Destituir a Trump en virtud de la Vigésimo Quinta Enmienda, como un favor, sería todavía más difícil. El tipo de incapacidad que tenían en mente los autores de esa disposición era la del presidente John F. Kennedy en estado de coma, en caso de haber sobrevivido el atentado del que fue víctima. Resulta imposible diagnosticar de lejos el estado mental de Trump, pero no parece más demente que cuando los electores lo favorecieron a él y no a Hillary Clinton. A menos que no logre reconocerse frente al espejo, algo que con toda seguridad, en el caso de Trump, sería una de las últimas capacidades que perdería, ni su gabinete ni el congreso votarían a favor de su destitución.

Tampoco deberían hacerlo. La alarma que generan los actos vandálicos de Trump en contra de la dignidad y las normas de la presidencia tiene aspectos tanto positivos como negativos. Si fuera fácil para un grupo de Washington deshacerse de un presidente con base en la Vigésimo Quinta Enmienda, la democracia estadounidense se parecería mucho a una oligarquía.

Apresurarse a condenar o exonerar a Trump antes de que Mueller concluya la investigación politiza la impartición de justicia.

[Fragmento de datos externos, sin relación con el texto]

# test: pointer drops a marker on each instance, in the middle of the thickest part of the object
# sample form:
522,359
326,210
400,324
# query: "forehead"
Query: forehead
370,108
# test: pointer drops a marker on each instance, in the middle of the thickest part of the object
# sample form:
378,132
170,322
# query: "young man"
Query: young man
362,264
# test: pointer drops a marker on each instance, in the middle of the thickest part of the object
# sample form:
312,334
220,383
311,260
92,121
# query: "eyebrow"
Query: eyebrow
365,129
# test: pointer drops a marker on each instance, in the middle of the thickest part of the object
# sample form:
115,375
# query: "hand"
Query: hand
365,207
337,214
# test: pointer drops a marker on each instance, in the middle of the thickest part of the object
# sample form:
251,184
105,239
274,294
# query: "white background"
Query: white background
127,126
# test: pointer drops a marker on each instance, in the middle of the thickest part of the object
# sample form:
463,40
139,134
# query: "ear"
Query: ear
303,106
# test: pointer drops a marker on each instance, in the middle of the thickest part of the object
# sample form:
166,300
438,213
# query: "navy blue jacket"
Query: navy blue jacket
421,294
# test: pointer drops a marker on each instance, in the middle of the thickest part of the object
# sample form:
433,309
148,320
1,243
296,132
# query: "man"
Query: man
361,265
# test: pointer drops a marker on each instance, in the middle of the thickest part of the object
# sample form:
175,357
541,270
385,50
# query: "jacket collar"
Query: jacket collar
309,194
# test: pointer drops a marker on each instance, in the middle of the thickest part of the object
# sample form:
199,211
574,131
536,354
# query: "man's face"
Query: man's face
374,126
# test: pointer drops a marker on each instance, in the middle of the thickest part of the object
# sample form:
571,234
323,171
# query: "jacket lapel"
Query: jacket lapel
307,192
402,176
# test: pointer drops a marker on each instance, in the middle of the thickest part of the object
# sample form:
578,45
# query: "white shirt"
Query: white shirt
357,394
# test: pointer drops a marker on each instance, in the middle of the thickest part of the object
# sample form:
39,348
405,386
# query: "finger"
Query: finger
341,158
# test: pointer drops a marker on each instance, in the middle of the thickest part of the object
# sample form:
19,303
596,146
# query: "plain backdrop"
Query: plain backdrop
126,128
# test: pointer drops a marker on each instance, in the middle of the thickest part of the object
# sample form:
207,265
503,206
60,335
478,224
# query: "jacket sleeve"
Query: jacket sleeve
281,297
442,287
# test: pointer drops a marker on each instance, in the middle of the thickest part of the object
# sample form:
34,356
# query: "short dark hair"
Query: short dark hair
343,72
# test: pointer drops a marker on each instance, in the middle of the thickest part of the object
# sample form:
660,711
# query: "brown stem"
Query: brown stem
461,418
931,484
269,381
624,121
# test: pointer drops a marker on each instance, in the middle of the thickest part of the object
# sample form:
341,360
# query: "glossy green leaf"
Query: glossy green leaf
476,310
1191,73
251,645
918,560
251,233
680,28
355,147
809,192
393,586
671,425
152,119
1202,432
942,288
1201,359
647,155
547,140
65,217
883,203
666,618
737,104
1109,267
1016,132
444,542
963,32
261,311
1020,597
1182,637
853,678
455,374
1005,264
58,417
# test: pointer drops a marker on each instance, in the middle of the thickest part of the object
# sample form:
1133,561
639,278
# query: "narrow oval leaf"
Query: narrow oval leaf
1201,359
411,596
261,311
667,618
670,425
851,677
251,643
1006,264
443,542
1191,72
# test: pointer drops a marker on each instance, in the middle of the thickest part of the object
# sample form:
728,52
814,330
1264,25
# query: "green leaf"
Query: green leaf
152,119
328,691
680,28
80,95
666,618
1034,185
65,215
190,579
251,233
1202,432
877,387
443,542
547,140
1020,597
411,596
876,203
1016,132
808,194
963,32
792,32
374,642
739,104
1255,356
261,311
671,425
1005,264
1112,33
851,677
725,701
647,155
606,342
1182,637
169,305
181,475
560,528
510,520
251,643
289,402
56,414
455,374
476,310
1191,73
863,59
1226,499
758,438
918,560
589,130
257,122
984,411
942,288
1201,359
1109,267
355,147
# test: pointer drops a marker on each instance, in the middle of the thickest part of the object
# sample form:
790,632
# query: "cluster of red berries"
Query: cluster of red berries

Cada vez que los críticos de Trump dan más importancia a su objetivo de detenerlo que a los medios empleados para lograrlo, fomentan el partidismo y contribuyen a sentar un precedente que podría usarse algún día en contra de un buen presidente que respalde una causa noble pero nada popular.

La misma lógica puede aplicarse a Corea del Norte. Trump no es el primer presidente que nos hace cuestionar si alguien es capaz de controlar armas nucleares; otros ejemplos podrían ser la afición del presidente Richard Nixon por la bebida o la dependencia de Kennedy de los analgésicos, los medicamentos para controlar la ansiedad y, durante la crisis de los misiles en Cuba, incluso un antipsicótico. Deshacerse de Trump porque nos parece que podría padecer problemas mentales suena a golpe de Estado. ¿Basados en la misma lógica, nos desharíamos de alguien agresivo por su tendencia a disparar ante la primera provocación o de un evangélico por creer en el rapto?

Trump ha sido un mal presidente en su primer año. Durante el segundo, podría ocasionar graves daños a Estados Unidos. Sin embargo, la telenovela presidencial es solo una distracción. Es necesario que tanto él como el resto de los integrantes de su gobierno respondan solo por sus acciones reales.